Minho ise hala Chan için zaman zaman endişeleniyordu. Çünkü bu 3 ay içinde Chan neler yaptıysa hepsinden sadece Minho'nun haberi vardı. Yaptığı şeyler demişken öylesine boş şeyler değildi bunlar. Seungmin'e aşık olduğunu biliyordu Chan'ın. Onun defalarca ağlayışlarına, sinirden gözünün dönmüş olduğu o halleri görmüştü. Bu yüzden diğerlerine göre Minho Chan'a daha anlayışlıydı.

Zil çaldıp teneffüs bittiğinde yerlerinden kalkıp yavaş yavaş sınıfa ilerlemeye başladılar.

"Hiç derse giresim yok."

" Ne yalan söyleyeyim benimde."

Felix'sin söylediğini savunduğunda Chang gençlere dönüp bi fikir sundu.

" Aslında girmesek ne olur?"

" Full tuvalette oturmak istiyorsan buyur girme derse."

Jeongin gülerek yanıtladığında o da karşılık vererek kafasına yavaşça vurup kolunu Jeongin'in omzuna attı. Chan bi anda durdu ve gençlere baktı.

" Bizde okuldan gideriz."

" Aynen güvenlikte kapıyı açmış bizim çıkmanızı bekliyordu zaten."

" Kapıdan çıkmayız."

" Ya nerden çıkcaz?"

" Okulun arkasında, elektrik dolaplarının olduğu yerin arkası okulun dışı. Ve orda orayı çeken bi kamera yok."

" Peki sen nerden biliyorsun?"

" İlk defa kaçışım değil."

" Vay be"

" Eee napıyoruz o zaman?"

"KAÇIYORU-"

Minho Han'ın ağzını kapatıp kendine çevirdi.

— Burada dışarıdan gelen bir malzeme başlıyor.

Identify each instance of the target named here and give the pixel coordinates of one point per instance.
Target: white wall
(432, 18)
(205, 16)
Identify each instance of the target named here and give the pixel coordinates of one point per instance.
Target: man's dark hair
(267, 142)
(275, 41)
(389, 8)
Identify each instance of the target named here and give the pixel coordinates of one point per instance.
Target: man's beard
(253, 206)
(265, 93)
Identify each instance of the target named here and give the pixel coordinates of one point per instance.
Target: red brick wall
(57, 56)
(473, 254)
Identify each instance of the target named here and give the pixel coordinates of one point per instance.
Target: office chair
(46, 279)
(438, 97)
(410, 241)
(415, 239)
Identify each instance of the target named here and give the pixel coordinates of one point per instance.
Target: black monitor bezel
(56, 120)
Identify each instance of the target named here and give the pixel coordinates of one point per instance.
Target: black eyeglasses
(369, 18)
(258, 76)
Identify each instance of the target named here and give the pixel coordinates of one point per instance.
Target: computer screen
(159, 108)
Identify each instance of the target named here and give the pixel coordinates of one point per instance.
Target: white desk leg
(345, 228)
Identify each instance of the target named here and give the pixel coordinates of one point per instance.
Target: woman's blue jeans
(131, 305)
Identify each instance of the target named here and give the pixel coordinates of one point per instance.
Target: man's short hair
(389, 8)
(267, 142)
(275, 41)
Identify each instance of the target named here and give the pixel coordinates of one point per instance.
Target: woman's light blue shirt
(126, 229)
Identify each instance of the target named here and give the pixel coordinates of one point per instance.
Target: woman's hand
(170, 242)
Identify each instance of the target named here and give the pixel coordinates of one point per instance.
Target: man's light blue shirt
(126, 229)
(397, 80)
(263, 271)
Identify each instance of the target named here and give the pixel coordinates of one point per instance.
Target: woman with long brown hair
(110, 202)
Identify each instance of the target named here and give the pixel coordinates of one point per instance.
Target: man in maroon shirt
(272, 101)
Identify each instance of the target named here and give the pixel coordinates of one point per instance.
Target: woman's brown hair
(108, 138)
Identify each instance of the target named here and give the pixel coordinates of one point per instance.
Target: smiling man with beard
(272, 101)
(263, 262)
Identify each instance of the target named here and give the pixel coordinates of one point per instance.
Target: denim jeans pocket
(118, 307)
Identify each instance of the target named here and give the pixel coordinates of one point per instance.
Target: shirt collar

" Olm sen salak mısın ne bağırıyon?!"

Han Minho'nun elini itip konuştu.

" Ya nolmus sanki kimse yok işte. "

" Tamam Minho, Han uzatmayın çantaları alalım."

Seunv ikiliyi susturup ayırdığında hızlıca sınıfa ilerlediler. Çantalarını hoca gelmeden topladılar ve okulum dışına çıktılar. Elektrik kutularının önüne geldiklerinde Chan direk ordan oraya tırmanarak çıktı kutuların üstüne.

" Hadi gelin tutucam sizi."

Seungmin ve Changbin dışında hepsi çıkmış ve okulun tamamen dışına çıkmışlardı. Seung çıkmak için çabalıyordu. Ama bir türlü Chan'ın uzattığı ele bile ulaşamıyordu. Chan onu burnundan gülerek istiyordu. Chang ise gülerek arkasından geldi.

" Kanka dur yardım edeyim. "

Chang Seung'un belinden tutarak yukarıya kaldırdı. Chan ise kollarının altından onu tuttu ve refleks olarak kucağına aldı. Birden kucağına aldığında Seung öne doğru geldi ve yanlışlıkla birbirlerinin dudaklarını sürttürdü. Bir kaç saniye öyle kaldıklarında arkadan gelen bi gülme sesiyle Seung Chan'ın kucağından hızlıca indi. Chan eğilip Chang'in çıkmasınada yardım ettikten sonra ordan aşağı indirler.

" Eee şimdi okuldan çıktık. Ne yapıcaz?"

"Seni."

" Ne-?"

Minho Han'ın tepkisine güldüğünde önüne döndü ve ilerlemeye devam etti. Hyunjin ortaya bi fikir attı.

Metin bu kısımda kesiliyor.